I don't know how to even title this post without thinking.....Denise...really, your putting that. DELETE. Then I type another title...oh really...even worse. DELETE. I feel so blah and my title is making me depressed. No, really.....

Thinking back....Jackson has never hugged me or given me a kiss....ever. I thought it was just him. I thought well, he just isn't very emotional. Now I'm sad...thinking he may never hug me...or give me a kiss..or even talk. All my dreams I feel are gone. I don't want to think the worst. I want to have hope....but, when your faced with the worst it's all you think about. OK!! ENOUGH! I'm done going there! If you ever hear me being negative....smack me!!! HARD!!!! My Jack Jack will succeed. PERIOD!

I want to write about Jersey walking and all the cute things she's doing but, i feel myself thinking....but, is she autistic too or have something wrong with her....why isn't she pointing like other 1yr olds??? Why, why, why?!?!? I feel like a complete paranoid freak.

"Jersey...say ma-ma.....Jersey...wave.....Jersey say more......Jersey....say da-da......" Really??? I'm annoyed and kinda embarrassed I'm doing this.....She's14mos.

I hope this passes and I can become normal. I'm his voice. That's what I keep saying. My sons nurse (who has an Autistic son herself) told me to just deal with Jackson...one day and one thing at a time. I know I need to but, my mind is just racing. I just want to enjoy my kids not worry so much. I mean we all worry....but, do you cry (sob) everyday at anytime from worrying??? Yeah, it's just me....I feel like I shouldn't participate in anything fun because I don't want to bring everyone down with my sadness.....

I do have some amazing friends though.....they really are an amazing group of woman and I love them all.....

My husband tries to console me but, it's hard I'm sure for him too....

Jackson has testing 9/19 which seems so far away.....but, I'm glad its set. I'm hoping for the best. Keep praying...never stop!

Denise

Wednesday, August 29, 2012

When will the crying stop

I feel like one minute I'm good and then the next I'm sobbing.....I feel like I have a death in the family....I want to make Jackson Better! I don't want him to suffer in life.
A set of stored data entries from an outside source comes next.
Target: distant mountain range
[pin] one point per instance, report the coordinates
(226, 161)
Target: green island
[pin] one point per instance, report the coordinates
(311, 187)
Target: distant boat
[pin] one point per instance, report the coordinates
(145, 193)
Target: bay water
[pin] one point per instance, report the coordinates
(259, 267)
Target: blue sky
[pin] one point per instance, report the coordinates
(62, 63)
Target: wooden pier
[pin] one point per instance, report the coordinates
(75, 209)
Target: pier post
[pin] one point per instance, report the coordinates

I just hope I can do whatever needs to be done and then some! I'm so angry and upset at myself. What could I have done differently while I was pregnant? What can I do now? I just don't know where to start....

I'm just so sad and I can't control my emotions right now.

We went on Monday to see his speech pathologist for the 2nd part of his assessment and now we just wait for auths for his speech therapy to begin. She said it should take about 2 weeks. I also spoke to Regional on Monday and they will be setting up another evaluation for him. Hopefully this all happens quickly so we can start therapy and work on his success.